Review Problem Set 1

Simulate to understand

If you are uncertain about the appearance of a specific dynamic process, it is advisable to simulate it.

Here, we use Chris’s makeTS() function to simulate various dynamic processes for exploration. This function is integrated within ts() and the custom function plot_time() I have created to directly visualize the time series plot, its autocorrelation function (ACF) and partial autocorrelation function (PACF), along with the Q-statistic test for white noise.

It is important to note that in the Q-test (Box-Pierce):

  • the null hypothesis \(H_0\) posits that the time series adheres to a white noise process.

  • the alternative hypothesis \(H_1\) posits that your time series has autocorrelation.

Therefore, if we reject the null hypotheses in favor to the alternative, \(Q:p-\text{value}\leq 0.10\), then we have evidence that the time series or its residuals still have dynamic processes to model. In contrast, if we do not reject the null hypothesis, \(Q:p-\text{value} > 0.10\), then we have evidence that our time series follows white noise and no dynamics may confound our analyses.

In your simulations, remember to set.seed() to replicate the same simulations (below, I am not setting any seed).

# What does time trend process looks like?

plot_time(ts(makeTS(n=100, trend=0.02)))

## 
##  Box-Pierce test
## 
## data:  df
## X-squared = 7.6741, df = 1, p-value = 0.005602
# What does an AR process looks like?

plot_time(ts(makeTS(n=100, ar=0.6)))

## 
##  Box-Pierce test
## 
## data:  df
## X-squared = 50.122, df = 1, p-value = 1.445e-12
# What does an MA process looks like?

plot_time(ts(makeTS(n=100, ma=0.8)))

## 
##  Box-Pierce test
## 
## data:  df
## X-squared = 30.442, df = 1, p-value = 3.44e-08
# What about additive seasonality?

plot_time(ts(makeTS(n=100,
             seasons=c(0,4,0, 
                       0,0,6,
                       0,0,0,
                       -3,0,0), 
             adjust="level")))

## 
##  Box-Pierce test
## 
## data:  df
## X-squared = 0.13482, df = 1, p-value = 0.7135
# What does an ARMA process looks like?

plot_time(ts(makeTS(n=100, ar=0.6, ma=0.8)))

## 
##  Box-Pierce test
## 
## data:  df
## X-squared = 58.217, df = 1, p-value = 2.343e-14

Problem Set 1

For the initial twelve time series (A-L), each time series’ data-generating process consists of at most one dynamic component. Hence, you can initially infer the process by visually inspecting the plot, autocorrelation function (ACF), and partial autocorrelation function (PACF).
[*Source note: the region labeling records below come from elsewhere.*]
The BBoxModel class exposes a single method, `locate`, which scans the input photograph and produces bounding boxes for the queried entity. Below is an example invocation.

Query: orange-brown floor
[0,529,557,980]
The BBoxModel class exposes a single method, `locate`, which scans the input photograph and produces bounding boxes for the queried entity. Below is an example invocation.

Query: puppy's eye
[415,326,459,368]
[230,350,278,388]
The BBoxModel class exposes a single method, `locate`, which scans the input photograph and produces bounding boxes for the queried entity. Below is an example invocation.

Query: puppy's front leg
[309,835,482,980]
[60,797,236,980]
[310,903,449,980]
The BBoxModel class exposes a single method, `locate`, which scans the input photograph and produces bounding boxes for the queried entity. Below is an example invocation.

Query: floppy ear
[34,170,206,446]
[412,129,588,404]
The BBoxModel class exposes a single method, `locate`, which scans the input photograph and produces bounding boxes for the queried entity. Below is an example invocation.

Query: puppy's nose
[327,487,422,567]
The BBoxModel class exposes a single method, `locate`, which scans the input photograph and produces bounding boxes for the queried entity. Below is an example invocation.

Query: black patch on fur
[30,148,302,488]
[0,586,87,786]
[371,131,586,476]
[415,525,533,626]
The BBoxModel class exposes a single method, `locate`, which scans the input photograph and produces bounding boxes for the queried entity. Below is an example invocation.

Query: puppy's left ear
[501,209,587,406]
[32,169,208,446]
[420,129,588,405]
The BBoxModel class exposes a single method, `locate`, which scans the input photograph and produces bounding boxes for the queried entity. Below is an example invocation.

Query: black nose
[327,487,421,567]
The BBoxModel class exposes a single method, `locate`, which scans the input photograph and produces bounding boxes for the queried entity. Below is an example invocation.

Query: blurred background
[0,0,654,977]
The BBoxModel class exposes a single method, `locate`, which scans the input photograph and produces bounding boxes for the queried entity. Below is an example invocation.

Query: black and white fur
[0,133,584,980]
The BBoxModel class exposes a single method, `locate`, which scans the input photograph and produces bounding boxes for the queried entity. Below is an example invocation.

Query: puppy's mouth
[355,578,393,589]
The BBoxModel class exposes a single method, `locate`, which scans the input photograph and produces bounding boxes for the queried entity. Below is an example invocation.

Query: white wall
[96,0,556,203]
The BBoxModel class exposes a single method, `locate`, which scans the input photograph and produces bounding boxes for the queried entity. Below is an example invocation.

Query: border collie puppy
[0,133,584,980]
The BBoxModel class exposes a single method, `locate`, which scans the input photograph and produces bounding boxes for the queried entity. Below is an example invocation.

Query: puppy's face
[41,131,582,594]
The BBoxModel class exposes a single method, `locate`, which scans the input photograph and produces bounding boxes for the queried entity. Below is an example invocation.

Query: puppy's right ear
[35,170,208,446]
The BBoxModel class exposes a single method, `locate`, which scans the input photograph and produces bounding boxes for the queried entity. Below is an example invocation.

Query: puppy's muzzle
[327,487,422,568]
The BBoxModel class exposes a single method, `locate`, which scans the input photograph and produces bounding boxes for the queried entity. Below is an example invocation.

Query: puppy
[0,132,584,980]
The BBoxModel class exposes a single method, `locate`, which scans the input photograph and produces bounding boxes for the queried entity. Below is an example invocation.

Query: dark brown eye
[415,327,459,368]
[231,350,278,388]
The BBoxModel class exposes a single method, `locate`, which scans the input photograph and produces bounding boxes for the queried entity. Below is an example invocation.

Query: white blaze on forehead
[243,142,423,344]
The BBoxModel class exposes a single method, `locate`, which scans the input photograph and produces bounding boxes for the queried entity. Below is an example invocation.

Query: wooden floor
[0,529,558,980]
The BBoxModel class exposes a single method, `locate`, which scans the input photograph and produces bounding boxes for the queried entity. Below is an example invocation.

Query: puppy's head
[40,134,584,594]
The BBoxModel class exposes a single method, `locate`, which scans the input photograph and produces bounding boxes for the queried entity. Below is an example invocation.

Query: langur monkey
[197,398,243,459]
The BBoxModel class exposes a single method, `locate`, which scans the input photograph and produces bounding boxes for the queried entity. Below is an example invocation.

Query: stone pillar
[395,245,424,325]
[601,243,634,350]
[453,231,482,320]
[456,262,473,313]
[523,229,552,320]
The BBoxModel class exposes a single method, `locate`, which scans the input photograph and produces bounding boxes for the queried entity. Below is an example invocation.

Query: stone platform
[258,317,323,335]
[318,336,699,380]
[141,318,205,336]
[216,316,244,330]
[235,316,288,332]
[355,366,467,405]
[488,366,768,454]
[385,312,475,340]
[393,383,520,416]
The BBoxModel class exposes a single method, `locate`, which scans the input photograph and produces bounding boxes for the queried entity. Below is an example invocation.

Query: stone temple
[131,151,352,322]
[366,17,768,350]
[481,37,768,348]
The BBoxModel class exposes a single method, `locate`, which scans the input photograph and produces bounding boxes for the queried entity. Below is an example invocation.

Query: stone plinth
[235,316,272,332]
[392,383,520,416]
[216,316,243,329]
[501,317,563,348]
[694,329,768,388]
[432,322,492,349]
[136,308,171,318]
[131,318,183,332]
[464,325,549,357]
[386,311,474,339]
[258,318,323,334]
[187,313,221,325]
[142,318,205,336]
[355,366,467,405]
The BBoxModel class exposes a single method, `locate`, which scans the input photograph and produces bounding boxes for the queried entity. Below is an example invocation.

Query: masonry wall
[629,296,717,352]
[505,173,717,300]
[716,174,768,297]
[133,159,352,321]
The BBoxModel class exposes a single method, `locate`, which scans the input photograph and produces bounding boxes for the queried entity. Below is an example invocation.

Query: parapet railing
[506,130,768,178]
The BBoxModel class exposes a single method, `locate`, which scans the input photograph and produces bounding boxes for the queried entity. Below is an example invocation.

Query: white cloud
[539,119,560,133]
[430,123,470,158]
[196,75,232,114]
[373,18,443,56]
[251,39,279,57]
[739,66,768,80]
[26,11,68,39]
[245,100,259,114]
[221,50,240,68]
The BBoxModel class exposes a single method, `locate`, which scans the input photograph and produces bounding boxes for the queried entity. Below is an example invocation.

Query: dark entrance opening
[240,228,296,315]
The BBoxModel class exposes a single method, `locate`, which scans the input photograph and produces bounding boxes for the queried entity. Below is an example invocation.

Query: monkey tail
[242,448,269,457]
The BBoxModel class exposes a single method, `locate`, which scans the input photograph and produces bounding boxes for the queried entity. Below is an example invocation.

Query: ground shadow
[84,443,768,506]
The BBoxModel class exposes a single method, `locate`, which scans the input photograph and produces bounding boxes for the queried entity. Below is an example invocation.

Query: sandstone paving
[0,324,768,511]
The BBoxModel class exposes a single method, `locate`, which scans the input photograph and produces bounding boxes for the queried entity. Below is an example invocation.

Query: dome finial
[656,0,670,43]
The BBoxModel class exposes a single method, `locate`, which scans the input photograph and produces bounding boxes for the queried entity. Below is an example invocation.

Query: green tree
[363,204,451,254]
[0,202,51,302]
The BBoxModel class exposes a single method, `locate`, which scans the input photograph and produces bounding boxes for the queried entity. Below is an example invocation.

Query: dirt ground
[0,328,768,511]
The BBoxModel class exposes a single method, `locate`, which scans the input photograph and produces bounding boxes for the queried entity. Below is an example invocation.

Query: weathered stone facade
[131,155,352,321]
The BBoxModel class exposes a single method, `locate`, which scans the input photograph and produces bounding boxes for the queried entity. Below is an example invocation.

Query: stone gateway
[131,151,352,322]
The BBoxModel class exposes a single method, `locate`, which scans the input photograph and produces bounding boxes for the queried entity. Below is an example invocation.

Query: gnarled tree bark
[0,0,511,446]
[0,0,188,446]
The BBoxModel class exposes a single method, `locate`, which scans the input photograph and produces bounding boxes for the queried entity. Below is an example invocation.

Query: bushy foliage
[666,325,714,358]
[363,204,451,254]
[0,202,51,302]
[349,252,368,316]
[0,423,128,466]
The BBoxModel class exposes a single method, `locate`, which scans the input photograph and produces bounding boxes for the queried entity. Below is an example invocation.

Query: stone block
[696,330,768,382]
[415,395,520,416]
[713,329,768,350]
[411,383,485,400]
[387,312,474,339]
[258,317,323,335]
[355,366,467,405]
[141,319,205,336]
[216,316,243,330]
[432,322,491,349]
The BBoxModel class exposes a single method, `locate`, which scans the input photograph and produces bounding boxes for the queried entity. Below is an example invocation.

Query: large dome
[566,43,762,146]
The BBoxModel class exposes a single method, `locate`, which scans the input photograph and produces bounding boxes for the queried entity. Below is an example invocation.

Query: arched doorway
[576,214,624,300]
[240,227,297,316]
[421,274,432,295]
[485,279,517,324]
If you are unsure of what is going on, you can employ the Box-Jenkins diagnostics method to systematically identify and isolate the dynamic components until the residual series exhibit characteristics of white noise. Remember:

1- Visualize the time series, using plot() or decompose().

2- If deterministic trend or seasonal additive seems to be present, you can verify it fitting time() or decompose()$seasonal in lm(), and check the residuals.

3- If neither trend or additive seasonality seems to be present, check for AR or MA processes, but be sure to first adjust for trends and/or seasonality or otherwise may be difficult to identify what’s going on.

4- If you still unsure, narrow down two or three potential candidates, and estimate them using arima(). Select those models that provide the lowest AIC

5- If in any of the above steps, the Q-statistic in Box.test() provides evidence of white noise, then very likely you have found the best candidate model of the underlying DGP.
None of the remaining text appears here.